А дальше, помню, мне показалось, что Гришкина физиономия отпрянула от меня на большое расстояние, — да, мгновенно отодвинулась, и я почувствовал себя избавленным от давящих рук и колен. Физиономия же серой собаки, наоборот, вдруг приблизилась вплотную, и, жарко обдав густым духом псины, пес посмотрел на меня сосредоточенным взглядом убийцы, собирающегося без помех расправиться с жертвой. Может быть, Гришка долбанул меня тридцать раз, а может, и сто, но на последнем ударе произошло первое в моей жизни превращение. Я проворно проскочил у него между широко расставленных ног и понесся вскачь через пустырь. И впервые ощутил свой пушистый хвост — он мешал мне, раздуваясь на ветру, и поднимал меня в воздух, отчего бег мой получался поневоле плавным, плывущим, а не стремительным, как того желало все мое захваченное ужасом существо. Мои лапы порывались к движениям угорело-бешеным, а вместо этого мягко и едва слышно касались земли, и сзади нарастал, догонял хриплый рев запаленного собачьего дыхания. Там, на пустыре, и пришел бы мне конец, я рано успокоился бы и никогда не встретил вас, моя несравненная, если бы не сараи. О, эти незаменимые сооружения первобытной архитектуры, сколь дороги они человечеству на его поселковой стадии! Сараи спасли мою жизнь. Словно походные телеги древних таборитов, тесными рядами, ощетинившись неровно отрезанными концами стропил, замыкали они пустырь, заросший лебедою и бурьяном. Я вскочил с разбегу в какое-то слепое оконце без стекла, прорезанное над дверью, и, почувствовав себя в безопасности, ощутил первый приступ неистовой беличьей ярости. Высунувшись из оконца назад, я сверху с презрением посмотрел на бесновавшегося под стеною сарая пса и, изловчившись, плюнул ему на башку.
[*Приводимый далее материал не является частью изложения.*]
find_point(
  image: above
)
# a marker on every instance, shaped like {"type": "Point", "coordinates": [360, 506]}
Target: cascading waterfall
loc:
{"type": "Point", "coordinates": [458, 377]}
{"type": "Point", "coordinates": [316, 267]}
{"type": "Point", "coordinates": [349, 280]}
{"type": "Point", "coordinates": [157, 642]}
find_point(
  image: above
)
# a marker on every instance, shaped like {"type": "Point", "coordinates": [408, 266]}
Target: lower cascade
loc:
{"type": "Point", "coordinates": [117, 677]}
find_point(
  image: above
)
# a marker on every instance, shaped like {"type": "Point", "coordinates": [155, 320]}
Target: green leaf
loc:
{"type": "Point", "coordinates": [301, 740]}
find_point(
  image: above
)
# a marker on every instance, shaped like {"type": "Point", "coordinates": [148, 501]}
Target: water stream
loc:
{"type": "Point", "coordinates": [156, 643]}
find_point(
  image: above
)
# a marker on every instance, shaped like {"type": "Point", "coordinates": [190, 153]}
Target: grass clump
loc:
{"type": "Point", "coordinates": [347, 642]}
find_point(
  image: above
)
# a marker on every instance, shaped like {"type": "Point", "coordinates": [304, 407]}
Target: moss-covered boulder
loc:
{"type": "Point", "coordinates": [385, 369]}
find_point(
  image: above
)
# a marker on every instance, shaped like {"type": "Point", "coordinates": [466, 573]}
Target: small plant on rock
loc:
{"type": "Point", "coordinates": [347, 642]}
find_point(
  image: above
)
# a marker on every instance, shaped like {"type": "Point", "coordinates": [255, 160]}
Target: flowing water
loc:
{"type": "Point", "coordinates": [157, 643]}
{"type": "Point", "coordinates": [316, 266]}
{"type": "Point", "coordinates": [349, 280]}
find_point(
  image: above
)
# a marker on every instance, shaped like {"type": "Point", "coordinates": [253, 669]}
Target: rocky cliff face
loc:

Так, еще в отрочестве, под натиском злых обстоятельств я впервые открыл в себе способность превращения в белку и впоследствии не раз пользовался этим свойством в минуты самые невыносимые для моего ранимого самолюбия.
В возрасте гораздо более старшем я открыл в себе еще одну способность. Произошло это после второго курса, на каникулах. В то лето я жил в одной подмосковной деревне у старухи Прасковьи в маленьком домишке под развесистым древним тополем. Много раз мне приходила в голову мысль о возможности внезапной ночной катастрофы, когда громадный тополь не выдержит собственного веса, переломится и всей тяжестью ствола рухнет на мою хижину. Но этого не случилось, я прожил у Прасковьи счастливое лето, хотя был одинок и мучился неразделенностью своей любви; ко мне ходили двое деревенских мальчишек, Вовка и Санец, испытывавшие большое любопытство к занятию, которому я предавался с утра до ночи, — писал акварели. Поднимался я на заре, шел с этюдником и папкой бумаг со двора и до вечера успевал наработать множество листов. Усталый, еле живой от голода, возвращался я домой, а там меня ждали юные приятели и после с откровенным недоумением на своих непросвещенных физиономиях разглядывали мою мазню и заливки — я осваивал письмо по сырой бумаге.
Было тогда дано мне короткое время удивительной свободы, которую я теперь могу определить как свободу выбора, предоставляемую некими высшими силами юности. Эти неизвестные мне силы как бы приходят к раздумью, что. же делать с тобою, коли уж явился ты на свет, вырос и расцвел. Относясь к тебе вполне благосклонно и добродушно, боги решают на какое-то время предоставить юнца полностью самому себе. Как бы получаешь ты на срок ангельский чин и крылья, что делает тебя неуязвимым и сохранным, любимым в мире природы и в миру людей и словно бы приуготовленном к полету. Но всегда ли мы осмеливаемся лететь? Какова мера нашей отваги при выборе судьбы? Вот когда решается, чего ты стоишь, — и ответ становится ясен при взгляде на то, что ты выбрал.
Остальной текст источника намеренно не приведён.